Patience is key when trying to encourage a yellow Labrador puppy to cuddle up with a matching (and somewhat skittish) guinea pig or rabbit.
“The animals don’t always get along,” Taylor, 31, tells PEOPLE, “so if they have not met before, it’s important to first introduce them with a barrier so one can judge if there is likely to be any arguing. I had a cat once who suddenly decided that she didn’t like the rabbit I was using. Nothing could persuade her to sit with that rabbit.”
A former landscape photographer, Taylor decided to follow his mother’s example several years ago and focus on pet portraits. Jane Burton, a former wildlife photographer, convinced her son that he should photograph animals with similar markings when she noticed that a friend’s gray dwarf rabbit was an exact match to her Birman kitten.
“So the idea was hers,” Taylor says, “and now most of my animals (for the photos) come from a breeder who goes out of her way to find matching animals for me. It’s a challenge, but it’s rewarding when you get two animals that cuddle up nicely, particularly when cats rub up against another animal. That always looks cute.”
Other moments are not so camera-friendly. A certain photo shoot with a chicken that defecated all over the studio — then took out a few studio lights — comes to mind.
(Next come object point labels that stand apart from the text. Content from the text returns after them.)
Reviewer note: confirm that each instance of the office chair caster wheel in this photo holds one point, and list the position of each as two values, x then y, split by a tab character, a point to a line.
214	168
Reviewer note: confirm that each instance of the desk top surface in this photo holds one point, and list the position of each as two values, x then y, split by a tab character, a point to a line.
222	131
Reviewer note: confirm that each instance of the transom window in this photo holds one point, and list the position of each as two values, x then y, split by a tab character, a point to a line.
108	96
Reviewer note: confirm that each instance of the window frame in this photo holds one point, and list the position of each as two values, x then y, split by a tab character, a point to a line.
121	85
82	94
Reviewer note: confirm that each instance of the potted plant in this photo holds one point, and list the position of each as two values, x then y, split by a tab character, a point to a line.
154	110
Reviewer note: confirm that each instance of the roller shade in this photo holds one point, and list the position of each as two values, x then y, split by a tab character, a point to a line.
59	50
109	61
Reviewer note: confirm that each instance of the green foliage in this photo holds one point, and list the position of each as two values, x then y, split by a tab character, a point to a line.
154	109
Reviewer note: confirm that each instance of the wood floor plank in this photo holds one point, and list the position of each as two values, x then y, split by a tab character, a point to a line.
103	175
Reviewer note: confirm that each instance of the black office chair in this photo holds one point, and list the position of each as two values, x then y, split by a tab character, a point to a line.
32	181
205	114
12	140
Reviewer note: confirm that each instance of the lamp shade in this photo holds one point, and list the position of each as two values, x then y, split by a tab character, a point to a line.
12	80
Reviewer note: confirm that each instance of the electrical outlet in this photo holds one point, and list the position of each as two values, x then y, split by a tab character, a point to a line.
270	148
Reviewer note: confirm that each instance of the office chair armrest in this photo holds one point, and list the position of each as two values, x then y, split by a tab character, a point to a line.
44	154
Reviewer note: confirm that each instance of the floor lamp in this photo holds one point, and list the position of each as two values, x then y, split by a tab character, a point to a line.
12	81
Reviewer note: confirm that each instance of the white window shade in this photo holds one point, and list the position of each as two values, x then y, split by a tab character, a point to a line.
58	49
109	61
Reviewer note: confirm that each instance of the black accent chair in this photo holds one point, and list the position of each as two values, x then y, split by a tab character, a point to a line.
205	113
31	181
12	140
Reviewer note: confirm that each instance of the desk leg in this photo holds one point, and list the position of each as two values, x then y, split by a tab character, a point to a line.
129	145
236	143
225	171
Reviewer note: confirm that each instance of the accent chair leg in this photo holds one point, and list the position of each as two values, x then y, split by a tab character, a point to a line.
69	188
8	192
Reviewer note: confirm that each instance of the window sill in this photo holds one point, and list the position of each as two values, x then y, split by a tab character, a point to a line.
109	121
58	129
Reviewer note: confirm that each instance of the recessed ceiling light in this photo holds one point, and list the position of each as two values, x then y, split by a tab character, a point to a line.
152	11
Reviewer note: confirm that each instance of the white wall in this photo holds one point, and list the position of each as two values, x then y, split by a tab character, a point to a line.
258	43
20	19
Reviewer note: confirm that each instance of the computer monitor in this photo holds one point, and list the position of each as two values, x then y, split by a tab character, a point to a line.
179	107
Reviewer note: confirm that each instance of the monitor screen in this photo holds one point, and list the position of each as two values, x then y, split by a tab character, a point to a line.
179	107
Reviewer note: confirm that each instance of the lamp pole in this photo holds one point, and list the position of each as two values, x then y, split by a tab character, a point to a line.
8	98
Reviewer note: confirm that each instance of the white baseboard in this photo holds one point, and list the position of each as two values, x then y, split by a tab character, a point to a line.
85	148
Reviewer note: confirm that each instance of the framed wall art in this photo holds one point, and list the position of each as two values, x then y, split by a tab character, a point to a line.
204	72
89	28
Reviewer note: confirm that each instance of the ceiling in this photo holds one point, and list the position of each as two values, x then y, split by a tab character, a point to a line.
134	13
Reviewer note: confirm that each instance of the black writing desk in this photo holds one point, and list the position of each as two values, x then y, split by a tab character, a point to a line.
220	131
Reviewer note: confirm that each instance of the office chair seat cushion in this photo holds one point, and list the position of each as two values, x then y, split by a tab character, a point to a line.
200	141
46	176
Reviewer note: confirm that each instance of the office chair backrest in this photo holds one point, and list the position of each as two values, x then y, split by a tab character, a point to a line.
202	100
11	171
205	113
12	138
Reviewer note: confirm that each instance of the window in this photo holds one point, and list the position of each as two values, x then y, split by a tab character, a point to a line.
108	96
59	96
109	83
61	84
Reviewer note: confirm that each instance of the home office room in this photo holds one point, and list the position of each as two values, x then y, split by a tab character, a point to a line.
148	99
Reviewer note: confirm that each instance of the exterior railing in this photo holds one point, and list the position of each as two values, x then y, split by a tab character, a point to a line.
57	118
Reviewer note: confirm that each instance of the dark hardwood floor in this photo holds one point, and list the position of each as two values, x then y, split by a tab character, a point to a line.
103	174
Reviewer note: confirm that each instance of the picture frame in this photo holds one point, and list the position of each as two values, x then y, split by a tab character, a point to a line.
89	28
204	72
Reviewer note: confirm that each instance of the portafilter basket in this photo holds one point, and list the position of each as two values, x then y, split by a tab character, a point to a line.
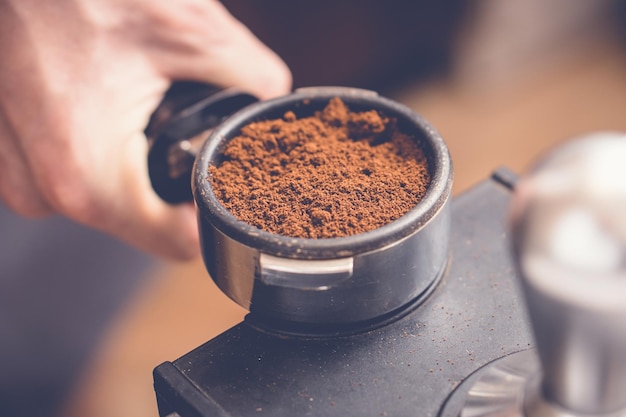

And on more than one occasion, says Taylor, frisky male rabbits have attempted to become “overly amorous” with their matching models.
Thankfully, a studio assistant has perfected the art of dangling feather wands and squeezing a squeaky toy at just the right time to create necessary diversions.
“She is essential to this type of photography — I couldn’t work without her,” Taylor tells PEOPLE.
And when everything goes wrong?
“If the animals are unhappy, you’re not going to get good photos,” he says. “It’s important to know when to give up.”